When the COVID-19 crisis reached America’s shores, Tony-award winning actor Leslie Odom Jr. had only just begun a nationwide tour in support of his album Mr., released late last year. The first album to include songs he penned himself, Odom Jr. didn’t hesitate to cancel all his remaining shows, even before his hometown of New York had itself issued a shelter-in-place order.

Throughout his career, Odom Jr. has made decisions where he trusted in himself, and his talent, to see him to his goal. He once turned down a starring role in Aida on Broadway in favor of completing his undergrad degree. After seeing an early staging of Hamilton at Vassar College, the confidence with which he pursued the role of Aaron Burr was more reminiscent of Burr’s relentless rival Alexander Hamilton, than of the character Odom Jr. would later portray so magnificently.

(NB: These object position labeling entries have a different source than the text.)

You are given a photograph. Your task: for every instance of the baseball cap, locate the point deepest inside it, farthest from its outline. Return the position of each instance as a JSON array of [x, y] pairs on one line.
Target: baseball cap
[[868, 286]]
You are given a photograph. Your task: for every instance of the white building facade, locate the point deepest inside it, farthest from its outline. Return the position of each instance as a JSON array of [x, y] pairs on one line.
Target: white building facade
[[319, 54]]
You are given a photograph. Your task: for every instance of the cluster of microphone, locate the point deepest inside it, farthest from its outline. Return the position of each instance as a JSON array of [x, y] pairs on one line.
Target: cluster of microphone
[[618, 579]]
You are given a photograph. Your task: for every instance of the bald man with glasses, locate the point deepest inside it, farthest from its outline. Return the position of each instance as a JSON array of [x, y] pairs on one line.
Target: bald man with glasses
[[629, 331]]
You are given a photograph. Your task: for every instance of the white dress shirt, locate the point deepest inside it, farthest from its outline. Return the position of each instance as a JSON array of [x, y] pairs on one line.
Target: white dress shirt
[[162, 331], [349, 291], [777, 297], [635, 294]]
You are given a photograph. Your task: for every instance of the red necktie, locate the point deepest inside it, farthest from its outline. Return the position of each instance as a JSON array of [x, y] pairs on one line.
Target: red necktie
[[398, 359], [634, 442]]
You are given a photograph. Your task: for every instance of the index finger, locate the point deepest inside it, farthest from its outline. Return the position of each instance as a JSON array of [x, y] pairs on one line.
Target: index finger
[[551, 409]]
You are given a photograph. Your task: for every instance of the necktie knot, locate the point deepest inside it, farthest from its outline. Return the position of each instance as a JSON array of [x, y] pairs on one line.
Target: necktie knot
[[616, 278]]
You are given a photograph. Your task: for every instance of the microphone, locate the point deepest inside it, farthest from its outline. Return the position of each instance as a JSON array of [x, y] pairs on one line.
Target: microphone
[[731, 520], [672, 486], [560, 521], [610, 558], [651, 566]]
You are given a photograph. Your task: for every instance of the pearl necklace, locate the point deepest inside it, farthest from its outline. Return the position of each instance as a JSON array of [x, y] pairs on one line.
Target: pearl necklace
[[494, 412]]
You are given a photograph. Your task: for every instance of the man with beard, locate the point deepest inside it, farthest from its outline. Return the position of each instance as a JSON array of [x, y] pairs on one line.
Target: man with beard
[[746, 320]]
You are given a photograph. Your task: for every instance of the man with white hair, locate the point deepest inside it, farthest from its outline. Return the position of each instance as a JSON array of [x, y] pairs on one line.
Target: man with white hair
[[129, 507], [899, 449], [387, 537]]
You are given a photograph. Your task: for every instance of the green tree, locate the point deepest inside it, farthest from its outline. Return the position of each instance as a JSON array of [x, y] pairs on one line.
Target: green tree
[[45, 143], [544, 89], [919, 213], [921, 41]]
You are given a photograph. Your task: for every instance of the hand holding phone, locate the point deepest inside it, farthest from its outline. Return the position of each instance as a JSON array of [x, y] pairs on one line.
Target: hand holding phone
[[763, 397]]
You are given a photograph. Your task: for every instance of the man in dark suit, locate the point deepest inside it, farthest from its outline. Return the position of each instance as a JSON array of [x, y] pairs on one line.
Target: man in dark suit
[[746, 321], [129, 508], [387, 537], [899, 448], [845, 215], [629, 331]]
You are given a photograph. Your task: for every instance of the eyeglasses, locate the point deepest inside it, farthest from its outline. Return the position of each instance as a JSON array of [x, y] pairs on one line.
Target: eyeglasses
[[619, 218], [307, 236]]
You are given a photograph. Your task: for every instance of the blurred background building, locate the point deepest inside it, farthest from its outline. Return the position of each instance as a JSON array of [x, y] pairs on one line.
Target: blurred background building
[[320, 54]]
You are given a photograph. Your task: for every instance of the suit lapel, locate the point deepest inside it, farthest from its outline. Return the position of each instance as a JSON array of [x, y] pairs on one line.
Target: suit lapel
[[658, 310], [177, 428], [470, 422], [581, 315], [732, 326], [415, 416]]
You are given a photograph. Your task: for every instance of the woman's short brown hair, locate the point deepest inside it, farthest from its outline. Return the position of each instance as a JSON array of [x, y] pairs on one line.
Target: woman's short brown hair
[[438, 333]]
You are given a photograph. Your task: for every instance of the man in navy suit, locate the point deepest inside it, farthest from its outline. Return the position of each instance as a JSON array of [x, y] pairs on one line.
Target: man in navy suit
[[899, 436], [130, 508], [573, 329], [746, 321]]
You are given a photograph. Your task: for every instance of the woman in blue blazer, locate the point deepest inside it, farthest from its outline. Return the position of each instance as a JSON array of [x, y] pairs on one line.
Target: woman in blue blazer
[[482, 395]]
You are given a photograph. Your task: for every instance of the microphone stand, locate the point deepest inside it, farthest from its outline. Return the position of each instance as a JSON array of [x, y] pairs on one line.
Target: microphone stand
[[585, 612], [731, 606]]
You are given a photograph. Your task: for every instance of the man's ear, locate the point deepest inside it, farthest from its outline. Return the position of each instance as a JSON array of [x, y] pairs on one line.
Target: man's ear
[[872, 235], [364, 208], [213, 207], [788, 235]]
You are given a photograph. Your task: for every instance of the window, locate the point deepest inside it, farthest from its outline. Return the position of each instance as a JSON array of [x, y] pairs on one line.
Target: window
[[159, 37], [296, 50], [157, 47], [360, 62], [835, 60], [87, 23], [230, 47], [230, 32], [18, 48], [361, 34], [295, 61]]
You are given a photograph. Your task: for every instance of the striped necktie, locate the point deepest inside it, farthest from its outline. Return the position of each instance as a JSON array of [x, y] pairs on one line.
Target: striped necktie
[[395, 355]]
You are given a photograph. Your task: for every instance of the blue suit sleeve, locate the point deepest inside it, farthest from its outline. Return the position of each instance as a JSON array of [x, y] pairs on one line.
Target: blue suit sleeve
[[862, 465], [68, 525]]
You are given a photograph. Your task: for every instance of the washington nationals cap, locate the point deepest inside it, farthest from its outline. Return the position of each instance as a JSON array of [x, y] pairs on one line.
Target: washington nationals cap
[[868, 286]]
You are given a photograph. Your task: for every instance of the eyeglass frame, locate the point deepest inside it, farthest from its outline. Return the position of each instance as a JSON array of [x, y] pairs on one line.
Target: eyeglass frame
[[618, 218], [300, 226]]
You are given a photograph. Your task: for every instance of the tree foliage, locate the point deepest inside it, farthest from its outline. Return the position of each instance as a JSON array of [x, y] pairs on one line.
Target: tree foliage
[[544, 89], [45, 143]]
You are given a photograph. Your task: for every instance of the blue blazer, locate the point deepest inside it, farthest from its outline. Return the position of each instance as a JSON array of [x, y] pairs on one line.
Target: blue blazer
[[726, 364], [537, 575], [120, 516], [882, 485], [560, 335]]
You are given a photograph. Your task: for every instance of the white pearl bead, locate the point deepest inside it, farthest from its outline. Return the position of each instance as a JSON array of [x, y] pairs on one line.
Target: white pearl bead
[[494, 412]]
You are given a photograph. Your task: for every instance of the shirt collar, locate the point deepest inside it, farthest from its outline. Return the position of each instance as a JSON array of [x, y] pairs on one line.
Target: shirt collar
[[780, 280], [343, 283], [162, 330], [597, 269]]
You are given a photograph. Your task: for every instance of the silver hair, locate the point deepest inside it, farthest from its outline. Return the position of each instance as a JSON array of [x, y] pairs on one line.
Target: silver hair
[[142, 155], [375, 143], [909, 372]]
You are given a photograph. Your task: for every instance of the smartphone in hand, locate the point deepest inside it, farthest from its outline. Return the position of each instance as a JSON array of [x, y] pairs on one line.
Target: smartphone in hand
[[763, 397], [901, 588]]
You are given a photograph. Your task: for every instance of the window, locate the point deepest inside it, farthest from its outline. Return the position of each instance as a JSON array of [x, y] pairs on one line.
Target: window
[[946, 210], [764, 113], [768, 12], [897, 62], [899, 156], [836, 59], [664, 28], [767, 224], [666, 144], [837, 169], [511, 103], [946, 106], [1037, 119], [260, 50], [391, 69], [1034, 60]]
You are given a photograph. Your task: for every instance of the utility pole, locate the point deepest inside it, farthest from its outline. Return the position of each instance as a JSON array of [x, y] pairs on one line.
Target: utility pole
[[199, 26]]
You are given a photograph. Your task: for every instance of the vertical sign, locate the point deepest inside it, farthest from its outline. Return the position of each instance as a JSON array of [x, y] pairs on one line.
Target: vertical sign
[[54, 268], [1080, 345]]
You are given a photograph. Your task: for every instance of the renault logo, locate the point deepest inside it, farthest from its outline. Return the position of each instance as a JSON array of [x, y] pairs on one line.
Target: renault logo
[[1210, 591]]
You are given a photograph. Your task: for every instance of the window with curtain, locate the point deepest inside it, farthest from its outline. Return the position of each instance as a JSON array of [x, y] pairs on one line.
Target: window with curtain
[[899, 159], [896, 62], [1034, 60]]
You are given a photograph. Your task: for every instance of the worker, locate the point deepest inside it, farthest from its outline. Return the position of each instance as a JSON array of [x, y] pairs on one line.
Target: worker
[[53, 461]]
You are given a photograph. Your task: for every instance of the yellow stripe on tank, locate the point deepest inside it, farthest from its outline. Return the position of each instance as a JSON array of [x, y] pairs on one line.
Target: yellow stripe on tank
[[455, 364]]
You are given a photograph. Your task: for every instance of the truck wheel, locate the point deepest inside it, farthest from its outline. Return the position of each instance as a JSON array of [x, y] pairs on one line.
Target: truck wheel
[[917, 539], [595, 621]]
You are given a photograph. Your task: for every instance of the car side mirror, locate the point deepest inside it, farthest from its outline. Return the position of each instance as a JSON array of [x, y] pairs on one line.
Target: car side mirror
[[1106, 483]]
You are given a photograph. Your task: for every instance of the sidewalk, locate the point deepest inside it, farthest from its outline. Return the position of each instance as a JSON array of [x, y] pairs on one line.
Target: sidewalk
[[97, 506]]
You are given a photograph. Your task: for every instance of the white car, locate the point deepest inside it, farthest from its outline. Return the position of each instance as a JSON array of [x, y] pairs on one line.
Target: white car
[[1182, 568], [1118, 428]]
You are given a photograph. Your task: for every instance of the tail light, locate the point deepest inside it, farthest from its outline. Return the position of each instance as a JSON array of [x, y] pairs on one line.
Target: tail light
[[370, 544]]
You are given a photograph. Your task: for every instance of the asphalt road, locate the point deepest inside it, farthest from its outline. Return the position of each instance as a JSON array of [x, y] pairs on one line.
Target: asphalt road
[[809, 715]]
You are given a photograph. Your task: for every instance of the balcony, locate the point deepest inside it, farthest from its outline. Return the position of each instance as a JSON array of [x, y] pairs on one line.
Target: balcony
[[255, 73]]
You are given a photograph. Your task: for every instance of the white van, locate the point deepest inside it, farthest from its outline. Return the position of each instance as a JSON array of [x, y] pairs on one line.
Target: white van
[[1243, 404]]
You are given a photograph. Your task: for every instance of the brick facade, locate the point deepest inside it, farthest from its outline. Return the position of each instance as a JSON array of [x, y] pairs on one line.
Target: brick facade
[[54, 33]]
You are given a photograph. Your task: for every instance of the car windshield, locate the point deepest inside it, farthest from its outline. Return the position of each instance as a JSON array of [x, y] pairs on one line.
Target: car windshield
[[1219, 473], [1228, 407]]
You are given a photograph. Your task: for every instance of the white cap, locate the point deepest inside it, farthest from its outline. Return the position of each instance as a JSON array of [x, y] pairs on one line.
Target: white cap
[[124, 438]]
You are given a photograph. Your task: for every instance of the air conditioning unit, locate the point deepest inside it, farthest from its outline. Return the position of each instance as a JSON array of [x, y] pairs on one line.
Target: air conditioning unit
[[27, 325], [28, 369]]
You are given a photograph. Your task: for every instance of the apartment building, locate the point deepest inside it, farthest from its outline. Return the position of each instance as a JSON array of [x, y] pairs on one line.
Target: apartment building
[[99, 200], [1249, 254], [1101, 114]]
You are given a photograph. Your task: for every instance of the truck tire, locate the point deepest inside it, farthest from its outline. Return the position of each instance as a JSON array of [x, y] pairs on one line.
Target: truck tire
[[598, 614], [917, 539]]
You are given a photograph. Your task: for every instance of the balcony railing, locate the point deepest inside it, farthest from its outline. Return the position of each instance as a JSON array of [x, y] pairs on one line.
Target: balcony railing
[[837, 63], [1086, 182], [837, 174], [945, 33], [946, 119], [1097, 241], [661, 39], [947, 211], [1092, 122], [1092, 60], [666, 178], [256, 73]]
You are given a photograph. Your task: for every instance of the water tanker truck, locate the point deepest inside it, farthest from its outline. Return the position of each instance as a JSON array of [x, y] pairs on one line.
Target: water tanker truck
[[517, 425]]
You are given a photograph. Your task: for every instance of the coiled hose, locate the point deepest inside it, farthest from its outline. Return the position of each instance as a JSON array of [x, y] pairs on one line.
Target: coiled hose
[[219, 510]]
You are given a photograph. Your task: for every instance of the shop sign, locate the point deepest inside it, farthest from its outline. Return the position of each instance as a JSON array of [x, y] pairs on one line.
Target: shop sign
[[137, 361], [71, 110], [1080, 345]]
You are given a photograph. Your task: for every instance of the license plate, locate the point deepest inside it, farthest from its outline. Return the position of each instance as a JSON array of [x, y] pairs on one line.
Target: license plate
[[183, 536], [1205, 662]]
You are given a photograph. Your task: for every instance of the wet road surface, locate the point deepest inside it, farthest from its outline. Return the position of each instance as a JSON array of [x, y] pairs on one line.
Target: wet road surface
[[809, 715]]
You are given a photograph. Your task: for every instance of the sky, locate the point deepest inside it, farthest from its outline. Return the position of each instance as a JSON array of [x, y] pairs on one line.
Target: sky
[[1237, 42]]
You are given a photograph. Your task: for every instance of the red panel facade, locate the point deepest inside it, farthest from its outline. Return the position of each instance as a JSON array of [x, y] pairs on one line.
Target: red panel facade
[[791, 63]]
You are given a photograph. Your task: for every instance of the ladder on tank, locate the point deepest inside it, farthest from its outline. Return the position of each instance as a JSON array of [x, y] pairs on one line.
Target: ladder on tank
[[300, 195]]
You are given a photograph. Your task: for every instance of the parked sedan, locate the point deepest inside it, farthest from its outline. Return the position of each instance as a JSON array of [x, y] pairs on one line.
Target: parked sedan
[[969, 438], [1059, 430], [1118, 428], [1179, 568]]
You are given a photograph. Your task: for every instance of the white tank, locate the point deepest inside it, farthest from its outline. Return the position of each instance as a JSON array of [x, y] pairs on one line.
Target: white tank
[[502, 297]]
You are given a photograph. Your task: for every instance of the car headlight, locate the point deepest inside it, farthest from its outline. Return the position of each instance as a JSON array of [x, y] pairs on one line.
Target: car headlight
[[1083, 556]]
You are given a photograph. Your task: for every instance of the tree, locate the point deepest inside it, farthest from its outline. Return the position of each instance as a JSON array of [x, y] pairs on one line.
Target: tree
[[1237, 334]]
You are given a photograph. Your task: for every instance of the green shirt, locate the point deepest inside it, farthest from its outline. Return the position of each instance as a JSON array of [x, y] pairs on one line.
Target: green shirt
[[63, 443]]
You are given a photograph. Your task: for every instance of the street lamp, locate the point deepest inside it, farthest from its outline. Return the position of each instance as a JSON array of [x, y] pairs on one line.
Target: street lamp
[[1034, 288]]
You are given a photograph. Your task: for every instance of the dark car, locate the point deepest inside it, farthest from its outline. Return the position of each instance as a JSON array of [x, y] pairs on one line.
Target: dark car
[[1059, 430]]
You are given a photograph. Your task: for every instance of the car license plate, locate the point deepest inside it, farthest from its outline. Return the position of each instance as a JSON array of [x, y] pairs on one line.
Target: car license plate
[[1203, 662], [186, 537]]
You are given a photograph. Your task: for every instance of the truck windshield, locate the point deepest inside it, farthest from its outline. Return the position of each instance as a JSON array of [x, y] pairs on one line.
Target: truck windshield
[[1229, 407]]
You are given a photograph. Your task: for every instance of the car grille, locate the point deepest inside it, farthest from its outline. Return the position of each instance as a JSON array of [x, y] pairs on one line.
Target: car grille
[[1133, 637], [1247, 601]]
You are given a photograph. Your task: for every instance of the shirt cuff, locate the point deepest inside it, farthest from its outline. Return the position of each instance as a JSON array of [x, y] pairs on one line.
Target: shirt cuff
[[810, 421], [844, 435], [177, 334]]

“Adversity is a teacher,” Odom Jr. said, following his announcement to postpone nearly all of the dates on his Stronger Magic tour. From this adversity has also come opportunity. Disney decided to move its premiere of the Hamilton movie, a filmed version of the stage show from 2016 featuring the original Broadway cast, from a theatrical release in October into the homes of Disney+ subscribers just in time for the July 4th weekend. It seems that, in the end, Odom Jr.’s singing will be heard across the nation this summer after all.

ComingSoon.net got to speak with the man, who brought a complex historical figure to glorious life in Hamilton, about his memories of the show, and the conversations it has inspired in both his personal and professional life.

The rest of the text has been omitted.